Поезд остановился у огромного Новосибирского вокзала. Сияющий мраморный зал  был переполнен пассажирами. Все они с чемоданами, баулами, набитыми сумками занимали места прямо на полу, так как все деревянные скамейки были заняты. Ребята тоже нашли себе укромное место в углу.
– Васька, чувствуешь полы из каменных плит теплые. Они нагреваются паровыми трубами снизу.
– Ч-ч-чудак, н-н-не д-д-даром назвали т-т-тебя п-п-придумщиком.
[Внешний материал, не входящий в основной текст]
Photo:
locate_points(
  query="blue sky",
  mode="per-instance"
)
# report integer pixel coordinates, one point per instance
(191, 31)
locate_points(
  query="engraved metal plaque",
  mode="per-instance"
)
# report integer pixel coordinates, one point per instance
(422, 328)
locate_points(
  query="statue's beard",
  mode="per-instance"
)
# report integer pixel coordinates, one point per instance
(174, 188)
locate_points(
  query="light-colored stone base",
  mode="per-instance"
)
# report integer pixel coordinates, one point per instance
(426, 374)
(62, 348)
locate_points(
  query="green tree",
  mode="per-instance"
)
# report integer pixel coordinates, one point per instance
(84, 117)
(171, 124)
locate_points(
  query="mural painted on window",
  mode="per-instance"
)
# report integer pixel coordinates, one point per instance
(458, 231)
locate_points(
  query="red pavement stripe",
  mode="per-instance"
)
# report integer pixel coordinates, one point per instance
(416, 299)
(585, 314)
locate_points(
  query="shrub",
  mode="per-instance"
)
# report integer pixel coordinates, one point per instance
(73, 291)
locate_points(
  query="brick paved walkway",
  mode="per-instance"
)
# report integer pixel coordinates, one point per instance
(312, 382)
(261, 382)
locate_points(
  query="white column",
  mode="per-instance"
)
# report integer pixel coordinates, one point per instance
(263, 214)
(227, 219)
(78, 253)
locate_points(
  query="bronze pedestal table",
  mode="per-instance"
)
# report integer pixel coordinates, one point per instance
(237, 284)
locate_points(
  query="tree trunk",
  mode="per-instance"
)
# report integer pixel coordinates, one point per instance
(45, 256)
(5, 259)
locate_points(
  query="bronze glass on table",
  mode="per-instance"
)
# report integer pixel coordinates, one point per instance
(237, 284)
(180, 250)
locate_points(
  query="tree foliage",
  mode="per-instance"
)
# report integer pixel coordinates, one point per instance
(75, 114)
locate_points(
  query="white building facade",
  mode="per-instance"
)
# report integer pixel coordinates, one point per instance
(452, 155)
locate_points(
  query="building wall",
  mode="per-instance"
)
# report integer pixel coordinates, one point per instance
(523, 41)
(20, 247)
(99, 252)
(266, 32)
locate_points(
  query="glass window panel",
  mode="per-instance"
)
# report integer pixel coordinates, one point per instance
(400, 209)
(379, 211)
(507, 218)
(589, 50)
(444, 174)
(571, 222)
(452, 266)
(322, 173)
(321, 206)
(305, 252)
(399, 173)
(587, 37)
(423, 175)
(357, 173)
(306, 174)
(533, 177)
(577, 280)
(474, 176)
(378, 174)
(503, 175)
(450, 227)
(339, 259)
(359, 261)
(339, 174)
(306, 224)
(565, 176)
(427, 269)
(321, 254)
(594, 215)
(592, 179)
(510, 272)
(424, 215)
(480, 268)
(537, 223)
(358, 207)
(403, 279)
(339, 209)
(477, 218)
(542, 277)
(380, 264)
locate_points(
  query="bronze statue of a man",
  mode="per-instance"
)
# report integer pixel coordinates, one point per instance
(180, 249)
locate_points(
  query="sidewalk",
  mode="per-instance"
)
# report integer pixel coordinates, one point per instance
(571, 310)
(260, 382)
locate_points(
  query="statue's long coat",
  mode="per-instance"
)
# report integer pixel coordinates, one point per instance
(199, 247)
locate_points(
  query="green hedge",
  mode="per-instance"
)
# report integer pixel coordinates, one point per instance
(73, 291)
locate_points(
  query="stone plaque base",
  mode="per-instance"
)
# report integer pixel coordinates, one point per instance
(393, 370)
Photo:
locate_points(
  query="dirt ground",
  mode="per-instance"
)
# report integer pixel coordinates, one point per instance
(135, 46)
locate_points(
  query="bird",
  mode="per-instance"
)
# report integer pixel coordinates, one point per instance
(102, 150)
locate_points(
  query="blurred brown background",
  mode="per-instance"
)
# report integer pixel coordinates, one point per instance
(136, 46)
Это люди с-с-своими т-т-телами наг-г-гревают п-п-литы с-с-сверху.
– Вижу, вижу с каждым днем все грамотней, становишься – скоро ученую степень получишь.
– – П-п-поживем – у-у-увидим... – в-в-возьми картошку п-п-покушай.
За квадратными окнами вокзала надвигались сумерки. Здесь они собирались провести спокойно первую ночь. Утомленные, перепуганные прошедшим днем ребята, не успев задремать, услышали привычное слово “облава”. Железнодорожная милиция проводила проверку документов. Они закрыли все входы и выходы. Но нашим беглецам, на этот раз повезло, рискнув проскользнуть за широкой спиной милиционера, ребята незамеченными, оказались на перроне. На первом пути красовался зеленый эшелон Барнаул-Петропавловск.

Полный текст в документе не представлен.